JD Vance has taken aim at the UK and Europe over what he claimed was “backsliding” free speech and democracy.
The US vice president held no punches when addressing European leaders at the Munich Security Conference in Germany on Friday.
“When I look at Europe today, it’s sometimes not so clear what happened to some of the Cold War’s winners,” he said, during a speech that roamed across Europe targeting perceived infringes on free speech.
“And perhaps most concerningly, I look to our very dear friends, the United Kingdom, where the backslide away from conscience rights has placed the basic liberties of religious Britons, in particular, in the crosshairs.”
Follow live: Ukraine war latest
Mr Vance criticised the country for the jailing of 51-year-old Adam Smith-Connor – who was imprisoned for breaching a safe zone around an abortion clinic in Bournemouth.

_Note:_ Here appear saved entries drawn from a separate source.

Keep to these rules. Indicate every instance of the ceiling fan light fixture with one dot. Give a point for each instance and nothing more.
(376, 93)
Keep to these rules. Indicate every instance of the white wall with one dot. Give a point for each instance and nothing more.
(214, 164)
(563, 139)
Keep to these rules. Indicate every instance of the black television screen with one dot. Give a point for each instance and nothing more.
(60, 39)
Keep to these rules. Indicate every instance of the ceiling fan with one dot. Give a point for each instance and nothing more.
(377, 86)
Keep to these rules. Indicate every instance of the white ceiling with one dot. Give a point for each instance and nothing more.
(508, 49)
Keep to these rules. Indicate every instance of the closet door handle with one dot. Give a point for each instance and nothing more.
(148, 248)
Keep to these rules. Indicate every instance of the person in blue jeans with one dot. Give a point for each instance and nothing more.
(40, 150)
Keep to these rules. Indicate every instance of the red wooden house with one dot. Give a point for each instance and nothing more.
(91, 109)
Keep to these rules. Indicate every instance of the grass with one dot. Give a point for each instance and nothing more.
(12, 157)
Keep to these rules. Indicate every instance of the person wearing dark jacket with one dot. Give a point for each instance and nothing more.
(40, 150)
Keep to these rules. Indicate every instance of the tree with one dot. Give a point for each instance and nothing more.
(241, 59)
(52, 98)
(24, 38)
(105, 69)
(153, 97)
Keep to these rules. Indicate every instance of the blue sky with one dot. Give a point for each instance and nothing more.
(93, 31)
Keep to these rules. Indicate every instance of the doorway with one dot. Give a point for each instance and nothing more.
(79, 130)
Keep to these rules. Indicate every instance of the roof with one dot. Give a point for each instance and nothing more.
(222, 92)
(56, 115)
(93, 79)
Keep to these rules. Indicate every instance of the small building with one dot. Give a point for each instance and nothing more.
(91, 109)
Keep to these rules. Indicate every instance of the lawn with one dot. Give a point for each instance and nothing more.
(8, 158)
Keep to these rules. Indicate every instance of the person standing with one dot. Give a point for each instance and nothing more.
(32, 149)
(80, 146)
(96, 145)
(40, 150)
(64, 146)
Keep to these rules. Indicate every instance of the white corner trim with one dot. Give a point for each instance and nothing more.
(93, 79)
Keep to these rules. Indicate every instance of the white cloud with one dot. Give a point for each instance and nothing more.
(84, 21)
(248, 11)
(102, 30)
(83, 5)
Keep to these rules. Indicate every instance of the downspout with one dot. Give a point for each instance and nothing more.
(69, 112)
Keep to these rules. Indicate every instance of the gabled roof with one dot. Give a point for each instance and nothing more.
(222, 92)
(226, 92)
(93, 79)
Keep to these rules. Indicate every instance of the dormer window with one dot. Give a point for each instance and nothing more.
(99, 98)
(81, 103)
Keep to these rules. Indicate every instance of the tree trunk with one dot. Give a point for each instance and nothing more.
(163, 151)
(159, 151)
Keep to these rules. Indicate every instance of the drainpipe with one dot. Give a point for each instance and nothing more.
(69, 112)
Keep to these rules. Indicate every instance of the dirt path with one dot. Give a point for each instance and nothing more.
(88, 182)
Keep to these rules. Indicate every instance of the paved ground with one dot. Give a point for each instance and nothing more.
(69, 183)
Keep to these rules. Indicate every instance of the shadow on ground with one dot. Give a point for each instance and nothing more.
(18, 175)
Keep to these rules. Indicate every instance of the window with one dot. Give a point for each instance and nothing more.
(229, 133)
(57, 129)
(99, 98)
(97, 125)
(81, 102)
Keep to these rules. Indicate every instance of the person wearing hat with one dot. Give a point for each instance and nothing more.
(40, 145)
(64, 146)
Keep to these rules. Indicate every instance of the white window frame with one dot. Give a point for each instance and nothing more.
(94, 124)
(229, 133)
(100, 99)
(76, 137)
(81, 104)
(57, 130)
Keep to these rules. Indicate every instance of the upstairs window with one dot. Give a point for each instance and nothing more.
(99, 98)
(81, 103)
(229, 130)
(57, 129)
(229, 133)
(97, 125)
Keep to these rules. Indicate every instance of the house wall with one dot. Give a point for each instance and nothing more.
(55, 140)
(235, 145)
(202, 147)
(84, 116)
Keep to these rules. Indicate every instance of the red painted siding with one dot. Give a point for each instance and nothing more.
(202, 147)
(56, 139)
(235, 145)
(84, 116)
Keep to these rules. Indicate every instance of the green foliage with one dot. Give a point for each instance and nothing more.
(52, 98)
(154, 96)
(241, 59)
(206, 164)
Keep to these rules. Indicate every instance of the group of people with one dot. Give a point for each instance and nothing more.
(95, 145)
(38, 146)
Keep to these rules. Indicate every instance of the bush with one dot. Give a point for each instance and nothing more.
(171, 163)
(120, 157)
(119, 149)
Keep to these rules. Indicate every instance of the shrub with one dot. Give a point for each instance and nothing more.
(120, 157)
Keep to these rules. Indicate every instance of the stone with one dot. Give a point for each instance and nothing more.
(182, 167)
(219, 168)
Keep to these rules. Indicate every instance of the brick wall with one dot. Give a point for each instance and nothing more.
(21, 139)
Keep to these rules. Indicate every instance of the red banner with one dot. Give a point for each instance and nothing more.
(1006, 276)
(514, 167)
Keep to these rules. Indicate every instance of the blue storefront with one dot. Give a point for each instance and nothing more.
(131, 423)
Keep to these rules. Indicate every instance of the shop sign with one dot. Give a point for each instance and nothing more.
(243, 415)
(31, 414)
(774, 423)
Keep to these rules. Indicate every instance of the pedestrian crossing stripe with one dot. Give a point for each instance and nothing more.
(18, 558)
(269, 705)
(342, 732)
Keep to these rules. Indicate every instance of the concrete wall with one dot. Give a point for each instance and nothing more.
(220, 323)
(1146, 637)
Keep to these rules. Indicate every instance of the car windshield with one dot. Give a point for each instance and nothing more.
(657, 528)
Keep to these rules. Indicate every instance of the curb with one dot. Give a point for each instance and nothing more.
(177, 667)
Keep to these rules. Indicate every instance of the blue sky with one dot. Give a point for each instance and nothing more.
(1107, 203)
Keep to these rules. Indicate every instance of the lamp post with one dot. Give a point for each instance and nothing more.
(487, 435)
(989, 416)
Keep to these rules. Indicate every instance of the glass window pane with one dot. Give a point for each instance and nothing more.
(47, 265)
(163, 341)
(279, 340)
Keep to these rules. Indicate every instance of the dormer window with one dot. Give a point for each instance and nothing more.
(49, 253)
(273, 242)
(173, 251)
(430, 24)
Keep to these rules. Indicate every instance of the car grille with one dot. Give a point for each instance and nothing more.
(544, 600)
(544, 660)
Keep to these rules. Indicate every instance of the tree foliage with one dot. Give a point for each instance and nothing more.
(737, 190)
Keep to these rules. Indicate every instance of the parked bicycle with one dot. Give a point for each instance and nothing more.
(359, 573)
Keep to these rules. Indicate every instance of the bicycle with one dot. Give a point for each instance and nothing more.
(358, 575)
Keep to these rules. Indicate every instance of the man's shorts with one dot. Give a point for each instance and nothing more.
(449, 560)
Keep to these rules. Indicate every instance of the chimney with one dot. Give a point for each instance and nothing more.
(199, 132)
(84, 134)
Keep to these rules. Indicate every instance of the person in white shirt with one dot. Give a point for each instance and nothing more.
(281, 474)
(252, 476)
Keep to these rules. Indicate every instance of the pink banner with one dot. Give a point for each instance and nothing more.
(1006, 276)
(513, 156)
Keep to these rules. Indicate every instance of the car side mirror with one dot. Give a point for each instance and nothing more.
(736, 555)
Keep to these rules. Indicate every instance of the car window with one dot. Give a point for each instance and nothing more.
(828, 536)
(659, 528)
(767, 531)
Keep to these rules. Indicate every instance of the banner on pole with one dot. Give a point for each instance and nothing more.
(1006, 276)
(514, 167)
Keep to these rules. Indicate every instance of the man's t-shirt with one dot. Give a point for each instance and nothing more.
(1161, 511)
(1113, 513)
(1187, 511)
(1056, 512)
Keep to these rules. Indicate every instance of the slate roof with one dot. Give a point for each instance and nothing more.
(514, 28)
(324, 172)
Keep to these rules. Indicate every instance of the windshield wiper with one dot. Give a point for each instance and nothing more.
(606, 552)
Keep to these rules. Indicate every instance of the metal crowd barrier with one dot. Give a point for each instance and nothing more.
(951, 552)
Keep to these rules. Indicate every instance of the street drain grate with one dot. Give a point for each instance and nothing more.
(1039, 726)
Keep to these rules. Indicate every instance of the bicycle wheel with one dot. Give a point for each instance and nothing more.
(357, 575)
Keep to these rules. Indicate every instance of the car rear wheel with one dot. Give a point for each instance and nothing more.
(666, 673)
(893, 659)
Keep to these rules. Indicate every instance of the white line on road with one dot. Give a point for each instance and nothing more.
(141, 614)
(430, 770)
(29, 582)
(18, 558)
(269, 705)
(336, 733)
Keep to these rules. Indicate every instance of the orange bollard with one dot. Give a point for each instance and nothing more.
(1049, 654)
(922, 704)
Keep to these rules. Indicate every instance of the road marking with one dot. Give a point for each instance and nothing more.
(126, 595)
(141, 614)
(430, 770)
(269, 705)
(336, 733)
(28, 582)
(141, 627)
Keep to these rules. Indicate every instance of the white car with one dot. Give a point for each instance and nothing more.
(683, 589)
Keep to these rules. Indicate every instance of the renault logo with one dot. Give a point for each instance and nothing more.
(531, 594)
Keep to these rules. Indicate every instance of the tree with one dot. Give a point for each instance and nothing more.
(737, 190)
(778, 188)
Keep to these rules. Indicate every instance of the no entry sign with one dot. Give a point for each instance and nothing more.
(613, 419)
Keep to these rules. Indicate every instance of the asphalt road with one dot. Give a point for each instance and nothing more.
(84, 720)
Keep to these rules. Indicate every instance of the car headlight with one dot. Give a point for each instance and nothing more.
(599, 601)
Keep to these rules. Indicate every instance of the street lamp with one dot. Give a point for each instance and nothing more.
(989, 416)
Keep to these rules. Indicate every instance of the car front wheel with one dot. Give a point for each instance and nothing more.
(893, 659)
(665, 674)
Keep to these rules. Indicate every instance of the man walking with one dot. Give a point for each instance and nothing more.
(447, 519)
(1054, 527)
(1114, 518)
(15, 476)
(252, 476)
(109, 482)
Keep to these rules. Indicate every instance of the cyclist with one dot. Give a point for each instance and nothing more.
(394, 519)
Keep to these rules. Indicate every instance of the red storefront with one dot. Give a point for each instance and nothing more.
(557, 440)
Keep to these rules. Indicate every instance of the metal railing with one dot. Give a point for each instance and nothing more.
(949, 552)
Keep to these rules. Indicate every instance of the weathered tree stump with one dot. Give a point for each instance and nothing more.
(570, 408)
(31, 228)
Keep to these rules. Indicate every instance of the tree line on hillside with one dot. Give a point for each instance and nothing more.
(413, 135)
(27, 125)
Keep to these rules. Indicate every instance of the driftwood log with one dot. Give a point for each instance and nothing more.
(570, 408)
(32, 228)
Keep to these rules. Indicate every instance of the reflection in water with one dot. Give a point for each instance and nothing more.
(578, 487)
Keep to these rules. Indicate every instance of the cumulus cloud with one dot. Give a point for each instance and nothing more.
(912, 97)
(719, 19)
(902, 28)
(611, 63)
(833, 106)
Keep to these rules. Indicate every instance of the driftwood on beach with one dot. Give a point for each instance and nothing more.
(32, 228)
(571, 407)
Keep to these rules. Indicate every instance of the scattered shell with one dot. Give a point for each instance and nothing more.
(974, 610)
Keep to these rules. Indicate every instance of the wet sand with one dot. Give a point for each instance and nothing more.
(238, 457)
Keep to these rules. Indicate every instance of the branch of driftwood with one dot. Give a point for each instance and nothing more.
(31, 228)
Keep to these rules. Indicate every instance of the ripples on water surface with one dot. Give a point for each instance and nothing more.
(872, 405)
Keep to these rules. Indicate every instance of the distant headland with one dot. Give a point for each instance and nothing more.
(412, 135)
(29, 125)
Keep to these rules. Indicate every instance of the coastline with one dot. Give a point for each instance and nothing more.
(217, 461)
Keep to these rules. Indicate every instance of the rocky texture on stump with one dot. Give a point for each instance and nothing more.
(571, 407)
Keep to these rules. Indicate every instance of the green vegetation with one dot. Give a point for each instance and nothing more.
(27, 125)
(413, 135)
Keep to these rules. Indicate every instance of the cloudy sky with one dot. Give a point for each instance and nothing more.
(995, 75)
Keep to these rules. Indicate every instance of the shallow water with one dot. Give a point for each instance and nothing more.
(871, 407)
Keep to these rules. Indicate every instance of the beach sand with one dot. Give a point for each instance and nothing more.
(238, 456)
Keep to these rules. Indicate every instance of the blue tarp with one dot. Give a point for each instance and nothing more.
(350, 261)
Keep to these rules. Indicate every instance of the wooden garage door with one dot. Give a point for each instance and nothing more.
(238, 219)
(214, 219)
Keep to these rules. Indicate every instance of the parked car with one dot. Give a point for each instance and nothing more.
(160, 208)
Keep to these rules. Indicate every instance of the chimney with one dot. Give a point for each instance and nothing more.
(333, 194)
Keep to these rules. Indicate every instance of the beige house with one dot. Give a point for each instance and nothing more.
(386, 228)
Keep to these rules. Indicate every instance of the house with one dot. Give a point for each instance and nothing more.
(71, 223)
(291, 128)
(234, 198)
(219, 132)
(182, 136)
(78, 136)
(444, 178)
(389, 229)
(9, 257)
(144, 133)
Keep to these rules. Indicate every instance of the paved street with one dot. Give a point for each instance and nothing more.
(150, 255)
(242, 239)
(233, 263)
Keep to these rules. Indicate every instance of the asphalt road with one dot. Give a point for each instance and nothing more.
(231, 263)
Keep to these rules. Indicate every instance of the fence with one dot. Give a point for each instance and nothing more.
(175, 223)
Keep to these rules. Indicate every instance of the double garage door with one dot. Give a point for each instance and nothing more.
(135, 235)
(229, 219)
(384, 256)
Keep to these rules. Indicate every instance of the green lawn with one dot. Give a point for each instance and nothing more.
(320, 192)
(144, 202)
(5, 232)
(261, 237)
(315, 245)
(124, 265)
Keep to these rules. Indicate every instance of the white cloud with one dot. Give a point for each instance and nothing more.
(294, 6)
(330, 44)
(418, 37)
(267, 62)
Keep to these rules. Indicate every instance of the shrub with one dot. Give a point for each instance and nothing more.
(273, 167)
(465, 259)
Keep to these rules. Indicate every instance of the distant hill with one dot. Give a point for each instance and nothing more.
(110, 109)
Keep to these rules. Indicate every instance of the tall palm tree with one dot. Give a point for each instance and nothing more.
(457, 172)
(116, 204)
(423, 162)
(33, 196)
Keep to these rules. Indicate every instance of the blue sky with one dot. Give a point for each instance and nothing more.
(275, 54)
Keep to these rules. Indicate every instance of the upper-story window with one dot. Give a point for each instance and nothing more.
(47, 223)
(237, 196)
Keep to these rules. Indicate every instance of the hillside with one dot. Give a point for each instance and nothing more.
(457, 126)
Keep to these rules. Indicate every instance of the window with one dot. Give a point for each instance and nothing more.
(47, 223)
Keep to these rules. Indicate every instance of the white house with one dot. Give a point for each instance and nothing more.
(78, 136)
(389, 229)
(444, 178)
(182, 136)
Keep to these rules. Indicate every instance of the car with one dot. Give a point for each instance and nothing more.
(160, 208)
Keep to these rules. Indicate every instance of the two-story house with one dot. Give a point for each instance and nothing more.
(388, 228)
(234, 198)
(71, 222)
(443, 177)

“After British law enforcement spotted him and demanded to know what he was praying for, Adam replied simply, it was on behalf of the unborn son he and his former girlfriend had aborted years before,” Mr Vance said.
The conviction was not related to Smith-Connor’s thoughts while he was in the safe zone.
He then went on to talk about “safe access zones” in Scotland – a 150m wide area outside abortion clinics to stop anti-abortion campaigners leafleting, holding vigils, or showing graphic images to people near the sites.
“In Britain, and across Europe, free speech I fear is in retreat,” he said.
“In Washington, there is a new sheriff in town and under Donald Trump’s leadership we may disagree with your views but we will fight to defend your right to offer it in the public square, agree or disagree,” Mr Vance said to muted applause.
He then switched his focus to the car attack in Munich on Thursday in which 36 people were injured.
Mr Vance wrongly described the suspect in that attack as an asylum seeker, when in reality he has lived in Munich since he arrived as an unaccompanied minor in 2016 and has a work permit.
As he listed values he believes Europe is diverging away from the US over, he raised immigration.
“I can’t bring it up again without thinking about the terrible victims who had a beautiful winter day in Munich ruined,” he said.
“Our thoughts and prayers are with them and will remain with them. But why did this happen in the first place?”
It’s a “terrible story” that we’ve heard “way too many times in Europe”, he added.
Mr Vance’s speech was the latest wake-up call for the UK and European nations in terms of security and the Trump administration’s new foreign policy aims.
It highlighted the divergence between the new US administration and their allies.